Lambert Eckerson home, Fawn River, St. Joseph County, MI



"Residence of L. Eckerson - Fawn River -Mich."
Original photo in possession of the author


     My great-grandfather, John Levi Eckerson, spent many years working his way from Michigan to Washington state, but there are few details of how or why he made the journey.  In 1880, he is found described on the census as "boring wells," and living as a boarder.  This was in Belvidere, Thayer County, Nebraska.  This may not have been a random decision, because his great-uncle, Willard W. Morgan, had also moved there in 1871.  In 1889, John L. Eckerson can next be found in the territorial census for Washington, living in Thurston County, single and working as a carpenter.  An 1891 newspaper notice states that his leg was broken while loading heavy timber onto railroad cars in Centralia, Lewis County.  He had evidently moved across the country living a rough and tumble existence.
     At the ripe age of 44, John L. Eckerson married 20-year-old Estella Channell in Lewis County, Washington.  A newspaper account of the event states that she was "quite a catch."  Perhaps they didn't quite understand her attraction to him, either!
     There is evidence that most of John Eckerson's siblings eventually moved west as well:  his older sister, Helen Butz, and his brothers Frank and Ernest are all found in Washington and Oregon.
     When I began my journey in genealogy, I asked my grandfather, John and Stella's only child, Harold Eckerson, where his father had come from.  The answer was always the same, "Hell's Half Acre!"  This was his way of saying he had no clue.  But if he'd bothered to look at the evidence, the answer might have been different.

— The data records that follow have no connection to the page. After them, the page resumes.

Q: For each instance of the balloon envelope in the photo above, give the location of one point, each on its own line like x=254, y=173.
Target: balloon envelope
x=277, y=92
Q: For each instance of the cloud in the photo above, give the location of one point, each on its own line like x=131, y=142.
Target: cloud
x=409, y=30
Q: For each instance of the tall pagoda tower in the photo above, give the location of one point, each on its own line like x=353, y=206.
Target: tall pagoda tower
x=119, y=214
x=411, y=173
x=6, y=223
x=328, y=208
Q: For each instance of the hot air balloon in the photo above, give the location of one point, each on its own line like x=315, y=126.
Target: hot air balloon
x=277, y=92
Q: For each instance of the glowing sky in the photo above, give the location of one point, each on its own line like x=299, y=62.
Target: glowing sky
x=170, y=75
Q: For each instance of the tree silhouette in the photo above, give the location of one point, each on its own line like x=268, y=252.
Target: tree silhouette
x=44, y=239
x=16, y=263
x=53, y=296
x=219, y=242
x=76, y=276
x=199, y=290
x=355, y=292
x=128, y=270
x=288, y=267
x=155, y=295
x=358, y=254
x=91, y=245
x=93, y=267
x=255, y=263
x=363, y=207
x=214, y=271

     One of the items that somehow found its way west, was this photograph of the home in Fawn River, St. Joseph County, Michigan, where John L. Eckerson had grown up.  His parents were Lambert and Harriet Graves Eckerson, who had come to Michigan from Western New York.  Thankfully, the photograph is clearly identified as being the residence of L. Eckerson.
     There is a teenager standing in the center of the picture.  Is this John, on the cusp of his westward adventures?